Description Gilad Lazarovich 2016-04-03 13:16:36 UTC
Created attachment 1142989 [details]
engine and vdsm logs

Description of problem:
Copying template disks into storage domains via API hangs in the engine, but is processed successfully in vdsm

Version-Release number of selected component (if applicable):
3.6.5-0.1

How reproducible:
50% - 100%

Steps to Reproduce:
1. Create a template
2. Copy the template disks into several storage domains concurrently (using API)

Actual results:
The copy template disk operation succeeds as far as vdsm goes, but the tasks hang in the engine (for example: Copying Disk golden_mixed_virtio_template from <UNKNOWN>  to iscsi_2)

Expected results:
The job/task state should be in sync between the engine and the vdsm hosts

Additional info:
Here are the relevant tasks from the vdsm host:
[root@storage-ge8-vdsm1 ~]# vdsClient -s 0 getAllTasks
3277109b-652f-41fc-a2bc-8193bec50dd4 :
	 verb = copyImage
	 code = 0
	 state = finished
	 tag = spm
	 result = {'uuid': '4eb81a0f-fa97-4510-b87c-c1cc72a6e533'}
	 message = 1 jobs completed successfully
	 id = 3277109b-652f-41fc-a2bc-8193bec50dd4
9c5d5aca-6c25-4aa6-a87c-7a18c6fa1e01 :
	 verb = copyImage
	 code = 0
	 state = finished
	 tag = spm
	 result = {'uuid': '4eb81a0f-fa97-4510-b87c-c1cc72a6e533'}
	 message = 1 jobs completed successfully
	 id = 9c5d5aca-6c25-4aa6-a87c-7a18c6fa1e01
addee2c9-1f57-4e35-99d6-7d540cbfcb3f :
	 verb = copyImage
	 code = 0
	 state = finished
	 tag = spm
	 result = {'uuid': '4eb81a0f-fa97-4510-b87c-c1cc72a6e533'}
	 message = 1 jobs completed successfully
	 id = addee2c9-1f57-4e35-99d6-7d540cbfcb3f

Comment 1 Gilad Lazarovich 2016-04-03 13:30:20 UTC
Please note that the job monitoring shows each of the Copying Disk operations as started, this isn't updated once the copy goes through

Comment 2 Allon Mureinik 2016-04-03 14:29:47 UTC
(In reply to Gilad Lazarovich from comment #1)
> Please note that the job monitoring shows each of the Copying Disk
> operations as started, this isn't updated once the copy goes through
The engine, by definition, lags behind VDSM.
Does this get sorted out eventually?

Comment 3 Gilad Lazarovich 2016-04-11 12:25:52 UTC
Allon, note that I've seen this go on for more than 7 hours.
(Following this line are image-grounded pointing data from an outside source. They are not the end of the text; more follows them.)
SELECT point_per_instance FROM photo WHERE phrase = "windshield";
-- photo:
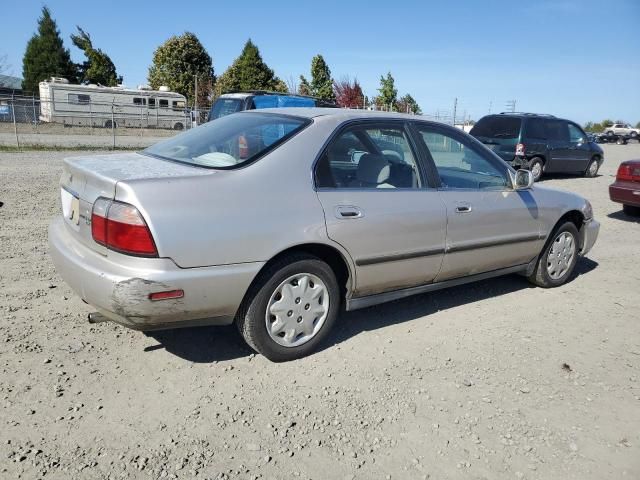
(497, 127)
(225, 106)
(229, 141)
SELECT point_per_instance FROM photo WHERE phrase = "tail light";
(120, 227)
(628, 173)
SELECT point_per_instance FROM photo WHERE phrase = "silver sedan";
(275, 219)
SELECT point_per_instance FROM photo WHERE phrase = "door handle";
(348, 212)
(463, 209)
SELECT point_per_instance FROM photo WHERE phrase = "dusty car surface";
(274, 219)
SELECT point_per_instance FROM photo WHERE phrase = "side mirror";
(522, 180)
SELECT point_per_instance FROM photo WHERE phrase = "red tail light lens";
(120, 226)
(628, 173)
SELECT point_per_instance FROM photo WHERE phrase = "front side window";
(371, 157)
(576, 135)
(459, 165)
(229, 141)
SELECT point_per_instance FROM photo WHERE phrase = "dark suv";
(540, 143)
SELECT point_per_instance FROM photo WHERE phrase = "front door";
(490, 226)
(378, 206)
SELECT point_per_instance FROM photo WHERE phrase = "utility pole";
(455, 107)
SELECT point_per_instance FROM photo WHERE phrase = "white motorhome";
(99, 106)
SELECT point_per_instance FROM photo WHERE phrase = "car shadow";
(620, 215)
(212, 344)
(352, 323)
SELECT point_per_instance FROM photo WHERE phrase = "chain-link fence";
(78, 122)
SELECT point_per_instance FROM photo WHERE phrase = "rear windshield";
(225, 106)
(229, 141)
(497, 127)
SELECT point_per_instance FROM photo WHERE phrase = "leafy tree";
(348, 93)
(98, 68)
(177, 62)
(249, 72)
(321, 84)
(407, 104)
(388, 92)
(46, 56)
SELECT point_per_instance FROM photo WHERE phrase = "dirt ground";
(495, 380)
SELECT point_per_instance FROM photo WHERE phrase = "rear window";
(497, 127)
(225, 106)
(230, 141)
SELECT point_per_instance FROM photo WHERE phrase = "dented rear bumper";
(118, 286)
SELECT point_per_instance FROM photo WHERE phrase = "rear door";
(579, 152)
(490, 226)
(378, 205)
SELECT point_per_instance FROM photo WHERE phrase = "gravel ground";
(496, 380)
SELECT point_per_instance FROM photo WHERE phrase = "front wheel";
(558, 259)
(592, 169)
(537, 168)
(292, 308)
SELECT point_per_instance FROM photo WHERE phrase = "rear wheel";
(592, 169)
(291, 309)
(631, 210)
(537, 168)
(558, 259)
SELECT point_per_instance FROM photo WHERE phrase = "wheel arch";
(331, 255)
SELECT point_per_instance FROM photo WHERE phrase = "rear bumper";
(118, 286)
(627, 193)
(589, 233)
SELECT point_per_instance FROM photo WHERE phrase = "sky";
(571, 58)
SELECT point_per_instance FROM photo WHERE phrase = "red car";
(626, 188)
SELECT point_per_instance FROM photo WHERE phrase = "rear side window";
(535, 128)
(557, 130)
(230, 141)
(496, 126)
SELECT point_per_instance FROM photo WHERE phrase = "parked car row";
(277, 219)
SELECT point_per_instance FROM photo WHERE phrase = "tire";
(631, 210)
(592, 169)
(262, 305)
(537, 168)
(550, 273)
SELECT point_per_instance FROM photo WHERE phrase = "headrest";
(373, 169)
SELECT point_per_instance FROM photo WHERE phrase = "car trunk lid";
(85, 179)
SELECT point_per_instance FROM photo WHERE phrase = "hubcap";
(536, 170)
(297, 310)
(563, 249)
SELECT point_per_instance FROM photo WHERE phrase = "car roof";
(345, 113)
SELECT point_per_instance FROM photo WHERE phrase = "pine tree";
(388, 92)
(46, 56)
(321, 84)
(177, 62)
(98, 68)
(249, 72)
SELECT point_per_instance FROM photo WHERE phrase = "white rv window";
(78, 99)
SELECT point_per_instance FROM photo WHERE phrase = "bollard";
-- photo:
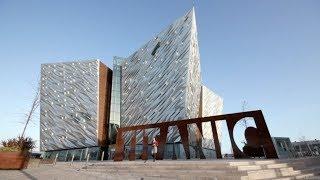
(102, 156)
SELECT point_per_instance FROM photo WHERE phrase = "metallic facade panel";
(161, 81)
(69, 105)
(212, 105)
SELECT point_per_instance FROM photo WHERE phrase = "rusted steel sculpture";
(262, 132)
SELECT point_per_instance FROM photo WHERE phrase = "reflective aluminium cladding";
(72, 104)
(161, 81)
(211, 105)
The automation now clears up these running tasks between each test plan, so the environment isn't kept in this state for more than a few hours.

Comment 4 Allon Mureinik 2016-04-14 09:40:48 UTC
Nothing reproducible here then.
If you have a trustworthy reproduction, feel free to reopen.